Interesting: Bradley Cooper Speaks About His Struggle With Addiction (Read)

Bradley cooper shared that his odd past experiences helped him prepare for the most challenging part of his life and also his roles, and that the good thing he could do for himself is just to be, who he really is and not what people want him to be. From Vanity Fair, read below, the full gist

Bradley Cooper tells Vanity Fair that his past struggles, including addiction, the wrenching loss of his father, and the restlessness of a career that went so long unfulfilled—have helped him prepare for his most challenging role yet, as Navy SEAL sniper Chris Kyle in Clint Eastwood’s American Sniper. “Losing someone close to me. Going through love and loss. knowing what’s important,” Cooper tells Bissinger. “Realizing that the bottom line is that all I got is me, so it’s about time to stop trying to be something that I think you would want me to be. Or that would give me what I think I need. As you get older, thank God, your body deteriorates, but your soul sort of flourishes.”“I see life much more gray as I get older,” he continues. “I was so sort of black-and-white in my late 20s. There’s right and there’s wrong and that’s it. That’s a tough way to live. It’s rare that I judge somebody, really rare. I think people feel that, so it’s sort of easy to get close to somebody if you don’t feel judged by them.”
Cooper’s past challenges with addiction—he has been sober since August of 2004—also meant that he chose to physically transform himself for the role the old-fashioned way, without the use of any stimulants. “I did it naturally because I’ve been sober for 10 years and didn’t want to do anything,” he tells Bissinger. “I had a realistic conversation. Can I do this in three months naturally? Can I gain 30 pounds of fucking muscle? I didn’t know if I would be able to do it or not. Thank God—luckily—my fucking body reacted fast.”Though he has earned star status, with two Academy Award nominations and a starring role in the Broadway revival of The Elephant Man, Cooper tells Bissinger he long fought to gain traction in his career.In 2006 he appeared in Three Days of Rain on Broadway with Julia Roberts and Paul Rudd, an experience he calls “an amazing opportunity” and considers a pivotal point in his career. “If this doesn’t work, then I’m not supposed to do this for a living,” he tells Bissinger he said to himself. Cooper even contemplated going back to school and getting a Ph.D. in English and teaching literature.

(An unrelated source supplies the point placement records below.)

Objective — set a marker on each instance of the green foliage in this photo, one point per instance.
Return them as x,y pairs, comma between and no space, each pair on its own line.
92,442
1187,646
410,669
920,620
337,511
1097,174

Despite the play’s middling success, Cooper found that the role sustained and energized him. “I always knew I wanted to be in the trenches with a director making the movie,” he says. “I always felt that’s what I’m supposed to be doing. I always knew deep down that if I’m not going to do that then I’m not too long for this business.”
James Lipton, who was the dean of the Actors Studio Drama School in New York when Cooper attended, tells Bissinger he also saw that early promise. Lipton recalled that Cooper’s mother pulled him aside at one point and asked if he thought Cooper would be all right. “‘He’s going to go all the way,’ ” Lipton responded. “I never predicted that for any other student.”
Cooper also suggests that he will try his hand at directing, though his American Sniper co-star Sienna Miller tells Bissinger this gives her pause. “He’d be brilliant, but he’d be a nightmare [as a director],” says Miller, with the kind of laugh that doesn’t conceal truth. “He won’t let anyone get away with anything.”